DIY investors need a special kind of fortitude
Those who keep an eye on the stock market will have noticed that the it has been a little vile lately. (For those who don’t, I’m sorry to have brought it to your attention.) Anyone who checks their investments with regularity is probably feeling some combination of anxiety, uncertainty and frustration with a touch of nausea. The Canadian market has taken a nosedive over the past month, falling 8%, giving up all the gains made earlier this year to leave us down 4% since January 1st. The U.S. has also taken a big dip in the past month but at least it has returned 10% so far this year. (BTW, this is a good reminder about why geographic diversification is so important.)

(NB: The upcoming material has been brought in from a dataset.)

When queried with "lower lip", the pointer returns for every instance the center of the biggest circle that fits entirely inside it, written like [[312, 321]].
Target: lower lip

In a past life, I would have gone on to explain why that is, what’s driving stock prices down. Now I realize that it doesn’t matter. Coming up with a list of “reasons” (which are often only speculations anyway) is not at all helpful. If you’re an investor – one who buys based on a plan and holds for the duration - none of that matters.
What does matter is that stocks go up and stocks go down but over the long run, they go up.
Understanding the history of the stock market
When I work with people who want to become do-it-yourself investors, the very first thing we talk about is market volatility. Why? If you're a long-term investor there is a 100% chance that the value of your investments will go down at some point. When you have no one to call and cry to, as is the case with DIY investors (ok, well, my sister calls me), you’ve got to have an unusually strong level of fortitude to stay the course.
People who have a financial advisor have someone to call for reassurance when their investments go down. It's the job of the financial advisor to remind them that market fluctuations are normal. Those who own mutual funds at the bank are probably inclined to ignore them, and if they notice a decline, don't get around to making an appointment with a bank person to sell them and just keep holding onto them (the right move, even if the reason is poor).
When you are a DIY investor, though, the sell button is a login away. It's easy to feel panicky and wonder whether you made a mistake with your investments. DIY investors need a special amount of stamina and that’s why talking about market volatility is job number one with my “Learn to DIY” clients.
Let me give you a taste of this lesson. Have a look at a long-term chart of the stock market. Below you can see one that goes back to 1929. What do we see? Ups and downs that straddle an upward-sloping trend line.
To emphasize the kind of endurance an DIY investor needs, I like to look at the investor experience during the tech bubble. In the years leading up to 2000, the U.S. stock market was on a tear. From 1995 to 1999, it rose for five years in a row at double digit rates: 34%, 20%, 31%, 27% and 20%. Can you imagine how much fun this was? Investors probably felt invincible. But what followed? You guessed it: a decline. The market then had three bad years, falling by 10%, 13% and 23% in 2000 through 2003.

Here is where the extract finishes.